Reference — Node WebSocket server wrapping faster-whisper
import { WebSocketServer } from 'ws';
import { Whisper } from 'whisper-node';
const wss = new WebSocketServer({ port: 8080 });
const whisper = new Whisper({ modelName: 'base.en' });
wss.on('connection', (ws) => {
let buf = Buffer.alloc(0);
ws.on('message', async (data, isBinary) => {
if (isBinary) {
buf = Buffer.concat([buf, data as Buffer]);
// Run interim every ~600ms of audio (16000 * 2 * 0.6 = 19200 bytes)
if (buf.length >= 19200) {
const interim = await whisper.transcribe(buf, { partial: true });
ws.send(JSON.stringify({ type: 'interim', text: interim }));
}
return;
}
const msg = JSON.parse(data.toString());
if (msg.type === 'finalize') {
const final = await whisper.transcribe(buf);
ws.send(JSON.stringify({ type: 'final', text: final, confidence: 1, language_code: 'en-US' }));
ws.send(JSON.stringify({ type: 'utterance_end' }));
buf = Buffer.alloc(0);
} else if (msg.type === 'close') {
ws.close();
}
});
});Validation & error handling
- URLs must use
https://for LLM/TTS orwss://for STT. Plainhttp://andws://are rejected at save time. - The agent fails to connect (with a clear log line) if a custom slot is selected but the matching URL is empty.

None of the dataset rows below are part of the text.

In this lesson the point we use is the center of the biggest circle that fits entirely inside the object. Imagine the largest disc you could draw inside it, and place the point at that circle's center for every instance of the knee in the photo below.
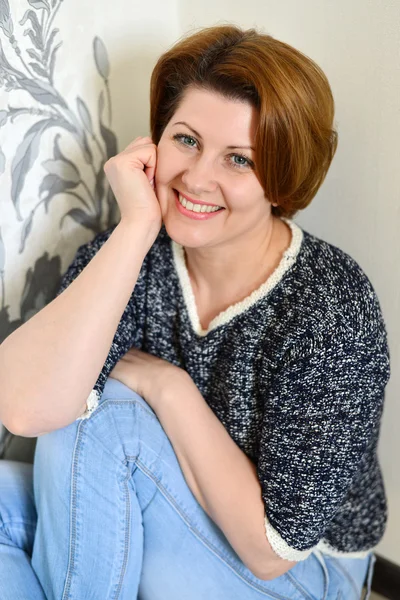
(116, 390)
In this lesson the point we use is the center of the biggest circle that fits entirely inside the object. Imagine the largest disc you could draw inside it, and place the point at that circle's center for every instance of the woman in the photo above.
(228, 445)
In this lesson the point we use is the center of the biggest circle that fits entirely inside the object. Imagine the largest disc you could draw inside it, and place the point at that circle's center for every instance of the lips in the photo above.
(189, 199)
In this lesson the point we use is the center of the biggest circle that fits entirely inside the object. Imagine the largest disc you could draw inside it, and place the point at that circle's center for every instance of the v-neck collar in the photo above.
(288, 258)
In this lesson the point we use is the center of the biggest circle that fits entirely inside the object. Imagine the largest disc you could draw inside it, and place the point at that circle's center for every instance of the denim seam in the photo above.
(127, 535)
(72, 544)
(72, 536)
(204, 540)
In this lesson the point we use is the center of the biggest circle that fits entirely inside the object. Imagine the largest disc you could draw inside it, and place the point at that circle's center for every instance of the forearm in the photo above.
(49, 365)
(220, 475)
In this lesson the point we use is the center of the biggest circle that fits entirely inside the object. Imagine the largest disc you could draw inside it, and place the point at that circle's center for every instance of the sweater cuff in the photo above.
(281, 548)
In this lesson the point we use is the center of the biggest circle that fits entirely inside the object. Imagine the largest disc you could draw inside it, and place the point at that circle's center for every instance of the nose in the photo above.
(199, 177)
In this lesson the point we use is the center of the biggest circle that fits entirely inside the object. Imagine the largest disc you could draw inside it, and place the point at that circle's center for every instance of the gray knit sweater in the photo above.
(296, 372)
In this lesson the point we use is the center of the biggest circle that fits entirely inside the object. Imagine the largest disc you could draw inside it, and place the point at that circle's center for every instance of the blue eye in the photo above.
(182, 138)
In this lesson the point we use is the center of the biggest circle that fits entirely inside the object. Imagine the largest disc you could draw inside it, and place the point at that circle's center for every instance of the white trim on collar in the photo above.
(288, 258)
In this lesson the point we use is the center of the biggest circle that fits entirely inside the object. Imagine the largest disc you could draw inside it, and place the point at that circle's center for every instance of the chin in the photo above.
(186, 235)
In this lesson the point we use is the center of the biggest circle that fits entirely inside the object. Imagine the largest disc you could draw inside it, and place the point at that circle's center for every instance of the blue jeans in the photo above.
(105, 513)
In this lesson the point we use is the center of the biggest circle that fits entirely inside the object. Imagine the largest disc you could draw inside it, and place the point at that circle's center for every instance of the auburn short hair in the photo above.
(295, 139)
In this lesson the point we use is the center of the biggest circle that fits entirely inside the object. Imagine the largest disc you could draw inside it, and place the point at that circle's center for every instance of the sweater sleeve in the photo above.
(130, 328)
(322, 413)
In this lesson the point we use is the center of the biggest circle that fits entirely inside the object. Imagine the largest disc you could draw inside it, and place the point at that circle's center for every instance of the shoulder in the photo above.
(333, 292)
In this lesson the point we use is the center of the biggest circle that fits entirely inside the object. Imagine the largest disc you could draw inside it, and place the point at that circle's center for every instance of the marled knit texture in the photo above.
(297, 379)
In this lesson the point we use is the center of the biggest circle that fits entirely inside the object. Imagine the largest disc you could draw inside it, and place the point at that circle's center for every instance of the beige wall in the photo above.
(358, 206)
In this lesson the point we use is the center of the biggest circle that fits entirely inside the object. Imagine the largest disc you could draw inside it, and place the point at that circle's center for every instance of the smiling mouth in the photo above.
(197, 207)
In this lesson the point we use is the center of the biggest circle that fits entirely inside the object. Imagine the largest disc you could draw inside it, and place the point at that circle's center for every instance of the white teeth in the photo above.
(197, 207)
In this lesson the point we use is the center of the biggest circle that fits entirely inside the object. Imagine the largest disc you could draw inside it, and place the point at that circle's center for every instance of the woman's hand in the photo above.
(131, 175)
(147, 375)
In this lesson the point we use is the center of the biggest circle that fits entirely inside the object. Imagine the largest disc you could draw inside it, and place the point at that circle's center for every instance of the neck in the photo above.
(222, 271)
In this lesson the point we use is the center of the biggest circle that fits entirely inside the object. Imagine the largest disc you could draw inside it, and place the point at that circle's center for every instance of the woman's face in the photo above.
(205, 154)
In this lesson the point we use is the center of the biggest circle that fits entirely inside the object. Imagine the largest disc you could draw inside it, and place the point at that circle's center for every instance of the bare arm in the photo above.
(49, 365)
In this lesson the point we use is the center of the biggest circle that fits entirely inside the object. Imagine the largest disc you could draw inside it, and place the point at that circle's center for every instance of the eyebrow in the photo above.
(199, 136)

- HTTP 4xx / 5xx from your server bubbles up as a call error and the gateway does not fall back to a default provider — failure is loud, not silent.
- Bearer tokens are encrypted at rest in
tenant_providersand only decrypted in-memory in the gateway when warming a call.
Observability
Every dispatch records a provider_usage event with provider: 'custom-llm' | 'custom-voice' | 'custom-transcriber' and the byte / token counts. Look for these in the agent's call detail page or query call_events directly.
When NOT to use custom endpoints
- If your model is already available through a public BYOK provider (OpenAI, Anthropic, Groq, ElevenLabs, Deepgram, etc.) — use that provider's BYOK slot instead. You'll get richer observability and no custom-server maintenance.
- If you need a different wire format — e.g. you want to point Rymi at a Vapi-shaped or Retell-shaped server. The Rymi-native shapes above are the only ones supported today; a compatibility shim is on the roadmap.